NEW ZEALAND: NZ wineries fear promotional cuts in export markets
Many wineries have told the national industry body, The Wine Institute, that it is possible they will not be taking part in overseas promotion due to a funding cut from the Trade Development Board (Trade NZ).
Growers have been disappointed by the Trade NZ decision to half its funding to the Institute from NZ$150,00 to NZ$75,000 for the next financial year.
The result of the cuts means that wineries themselves will have to contribute more to the cost of promotional activities.
Trade NZ announced its cuts in March, saying that other industries' needs were greater. It also said that the "verified impact" of the assistance to the wine industry had been relatively low - $2.79m out of total industry exports of $125m.
Trade NZ expects to see NZ$100 of foreign exchange earnings for every NZ$1 contributed through the Export Networks scheme.
But the Wine Institute said the low "verified impact" might just be a result of Trade NZ's system of assessment in which it might be surveying the wrong group.
The Wine Institute continued to say that Trade NZ surveys all wineries in an attempt to gauge how its contributions are being used, although its funding actually goes to the Wine Institute to use in generic offshore promotional activities.
It said that the smaller wineries surveyed would often not see the funding as having an impact on them.
"Perhaps it is a problem of communication. Perhaps we should brief wineries before the survey and explain they should acknowledge Trade NZ as a funder of these activities," said The Wine Institute export marketing manager Anne-Marie McKenzie.

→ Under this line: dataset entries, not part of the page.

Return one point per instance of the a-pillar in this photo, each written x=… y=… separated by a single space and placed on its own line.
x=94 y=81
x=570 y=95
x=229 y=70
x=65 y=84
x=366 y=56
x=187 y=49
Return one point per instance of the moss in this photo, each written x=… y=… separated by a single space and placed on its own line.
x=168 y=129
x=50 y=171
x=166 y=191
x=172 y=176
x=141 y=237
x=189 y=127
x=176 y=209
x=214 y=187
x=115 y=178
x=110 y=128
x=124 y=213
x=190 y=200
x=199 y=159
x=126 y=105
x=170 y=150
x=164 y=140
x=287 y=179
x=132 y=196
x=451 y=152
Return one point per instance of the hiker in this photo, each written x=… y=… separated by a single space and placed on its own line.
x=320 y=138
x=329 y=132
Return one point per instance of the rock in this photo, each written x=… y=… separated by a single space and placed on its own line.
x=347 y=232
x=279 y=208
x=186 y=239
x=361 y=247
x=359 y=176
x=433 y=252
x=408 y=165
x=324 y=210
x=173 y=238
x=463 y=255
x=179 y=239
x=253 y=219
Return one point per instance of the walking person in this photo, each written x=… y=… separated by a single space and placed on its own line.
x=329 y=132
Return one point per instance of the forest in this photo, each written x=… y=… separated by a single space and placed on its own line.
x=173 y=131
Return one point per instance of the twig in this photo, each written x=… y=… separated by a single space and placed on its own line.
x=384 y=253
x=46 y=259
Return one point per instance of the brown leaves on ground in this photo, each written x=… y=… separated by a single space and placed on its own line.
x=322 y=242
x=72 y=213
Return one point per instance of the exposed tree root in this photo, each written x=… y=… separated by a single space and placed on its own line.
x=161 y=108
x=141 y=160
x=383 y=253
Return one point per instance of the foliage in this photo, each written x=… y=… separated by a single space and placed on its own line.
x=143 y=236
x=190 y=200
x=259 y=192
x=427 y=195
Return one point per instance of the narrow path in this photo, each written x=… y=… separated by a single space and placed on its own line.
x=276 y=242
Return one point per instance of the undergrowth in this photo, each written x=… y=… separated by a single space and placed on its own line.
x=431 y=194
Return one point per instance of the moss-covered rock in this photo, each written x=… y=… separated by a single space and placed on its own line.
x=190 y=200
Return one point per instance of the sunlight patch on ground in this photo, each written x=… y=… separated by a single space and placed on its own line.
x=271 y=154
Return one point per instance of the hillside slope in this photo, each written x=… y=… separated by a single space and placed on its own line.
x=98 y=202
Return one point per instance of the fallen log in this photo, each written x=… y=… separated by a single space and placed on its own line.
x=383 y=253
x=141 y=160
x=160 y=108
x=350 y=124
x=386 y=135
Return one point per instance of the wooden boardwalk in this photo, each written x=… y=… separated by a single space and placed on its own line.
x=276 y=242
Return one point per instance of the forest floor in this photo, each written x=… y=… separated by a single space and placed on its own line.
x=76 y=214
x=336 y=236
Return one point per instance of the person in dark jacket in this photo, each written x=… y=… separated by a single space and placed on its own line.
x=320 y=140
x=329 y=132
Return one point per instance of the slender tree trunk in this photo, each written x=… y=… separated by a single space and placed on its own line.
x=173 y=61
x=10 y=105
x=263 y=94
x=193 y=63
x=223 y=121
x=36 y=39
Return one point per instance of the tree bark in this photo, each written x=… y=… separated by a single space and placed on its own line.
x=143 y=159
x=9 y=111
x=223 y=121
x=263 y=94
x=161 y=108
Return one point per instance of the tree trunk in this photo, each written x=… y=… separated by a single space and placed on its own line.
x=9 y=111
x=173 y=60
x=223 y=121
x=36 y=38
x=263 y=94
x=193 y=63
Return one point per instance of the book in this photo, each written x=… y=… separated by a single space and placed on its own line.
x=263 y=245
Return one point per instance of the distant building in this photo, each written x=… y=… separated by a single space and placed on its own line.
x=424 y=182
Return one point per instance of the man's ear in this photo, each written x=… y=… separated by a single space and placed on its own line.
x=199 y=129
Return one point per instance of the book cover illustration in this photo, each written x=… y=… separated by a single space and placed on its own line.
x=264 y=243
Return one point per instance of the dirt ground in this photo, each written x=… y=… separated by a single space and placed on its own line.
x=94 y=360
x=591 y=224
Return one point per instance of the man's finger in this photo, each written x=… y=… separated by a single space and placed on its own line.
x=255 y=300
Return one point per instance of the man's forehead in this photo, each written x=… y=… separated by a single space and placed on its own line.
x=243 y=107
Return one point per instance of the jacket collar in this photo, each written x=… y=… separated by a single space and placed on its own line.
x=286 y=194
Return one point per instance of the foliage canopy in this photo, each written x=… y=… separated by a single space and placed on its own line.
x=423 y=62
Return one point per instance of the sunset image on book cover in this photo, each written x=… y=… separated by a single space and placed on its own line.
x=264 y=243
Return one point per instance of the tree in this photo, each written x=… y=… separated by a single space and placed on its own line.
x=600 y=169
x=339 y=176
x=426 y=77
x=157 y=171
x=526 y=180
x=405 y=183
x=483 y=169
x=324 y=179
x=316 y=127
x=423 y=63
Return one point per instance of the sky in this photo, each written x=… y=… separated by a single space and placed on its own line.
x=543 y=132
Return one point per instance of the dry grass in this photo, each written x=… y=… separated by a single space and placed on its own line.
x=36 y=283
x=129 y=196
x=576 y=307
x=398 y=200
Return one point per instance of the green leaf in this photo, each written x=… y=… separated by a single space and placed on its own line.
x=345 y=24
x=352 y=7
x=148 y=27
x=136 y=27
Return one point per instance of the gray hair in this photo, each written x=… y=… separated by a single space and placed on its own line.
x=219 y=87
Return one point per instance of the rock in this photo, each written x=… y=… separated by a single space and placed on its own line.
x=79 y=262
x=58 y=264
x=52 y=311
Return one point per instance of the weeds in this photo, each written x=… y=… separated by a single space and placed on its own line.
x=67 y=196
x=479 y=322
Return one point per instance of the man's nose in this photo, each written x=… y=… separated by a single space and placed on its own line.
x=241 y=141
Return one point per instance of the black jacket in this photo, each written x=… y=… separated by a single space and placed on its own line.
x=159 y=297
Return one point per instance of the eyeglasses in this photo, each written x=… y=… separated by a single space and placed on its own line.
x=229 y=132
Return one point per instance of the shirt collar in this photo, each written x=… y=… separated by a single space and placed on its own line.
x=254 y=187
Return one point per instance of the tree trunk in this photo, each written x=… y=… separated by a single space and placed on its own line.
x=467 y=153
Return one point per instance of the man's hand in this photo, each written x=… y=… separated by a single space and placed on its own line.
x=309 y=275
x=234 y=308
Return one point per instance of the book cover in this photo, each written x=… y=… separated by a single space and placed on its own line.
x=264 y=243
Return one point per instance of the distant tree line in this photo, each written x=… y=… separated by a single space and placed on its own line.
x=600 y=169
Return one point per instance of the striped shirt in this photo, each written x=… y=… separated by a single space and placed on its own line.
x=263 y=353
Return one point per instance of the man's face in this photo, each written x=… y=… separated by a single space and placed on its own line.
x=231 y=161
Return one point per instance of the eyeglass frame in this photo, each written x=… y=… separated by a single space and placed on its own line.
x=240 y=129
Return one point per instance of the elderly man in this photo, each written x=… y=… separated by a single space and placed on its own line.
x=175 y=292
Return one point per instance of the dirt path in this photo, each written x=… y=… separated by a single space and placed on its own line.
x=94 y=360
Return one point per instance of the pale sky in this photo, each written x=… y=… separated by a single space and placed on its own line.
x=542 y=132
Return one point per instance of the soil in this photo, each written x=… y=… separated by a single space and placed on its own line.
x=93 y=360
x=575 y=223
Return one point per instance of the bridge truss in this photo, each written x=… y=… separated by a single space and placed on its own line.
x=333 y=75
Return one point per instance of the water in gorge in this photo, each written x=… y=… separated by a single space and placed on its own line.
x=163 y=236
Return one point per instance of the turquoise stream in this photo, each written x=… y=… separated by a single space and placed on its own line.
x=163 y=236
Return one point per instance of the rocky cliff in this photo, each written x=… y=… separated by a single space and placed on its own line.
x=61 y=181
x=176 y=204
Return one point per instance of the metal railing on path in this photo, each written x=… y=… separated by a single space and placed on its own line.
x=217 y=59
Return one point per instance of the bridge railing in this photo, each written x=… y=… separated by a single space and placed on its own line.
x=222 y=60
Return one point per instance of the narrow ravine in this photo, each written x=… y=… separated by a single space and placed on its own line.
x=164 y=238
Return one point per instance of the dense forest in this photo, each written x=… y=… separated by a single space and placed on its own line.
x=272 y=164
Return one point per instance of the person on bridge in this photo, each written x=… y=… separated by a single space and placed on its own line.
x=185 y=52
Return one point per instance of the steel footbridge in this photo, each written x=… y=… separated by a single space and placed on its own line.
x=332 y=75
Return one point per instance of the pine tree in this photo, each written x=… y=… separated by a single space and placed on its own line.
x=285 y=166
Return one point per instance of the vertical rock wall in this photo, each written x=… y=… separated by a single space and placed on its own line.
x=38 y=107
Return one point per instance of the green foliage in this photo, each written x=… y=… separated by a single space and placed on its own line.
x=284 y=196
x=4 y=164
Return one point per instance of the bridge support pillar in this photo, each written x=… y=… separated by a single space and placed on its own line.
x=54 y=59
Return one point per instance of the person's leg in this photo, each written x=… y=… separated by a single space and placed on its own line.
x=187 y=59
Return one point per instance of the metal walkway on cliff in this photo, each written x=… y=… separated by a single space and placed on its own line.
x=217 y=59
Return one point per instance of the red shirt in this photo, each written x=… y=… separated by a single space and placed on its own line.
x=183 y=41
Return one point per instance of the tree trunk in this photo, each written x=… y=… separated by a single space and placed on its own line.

McKenzie went on to say that the loss of money was of particular disappointment in their attempts to break the US market.
"In the US we are starting to build a presence, there is so much work to be done. We can't afford to scale back our promotional activities, especially with the bumper vintage we are expecting next year."
The Institute is to spend NZ$35,000 of its NZ$75,000 on the US next year.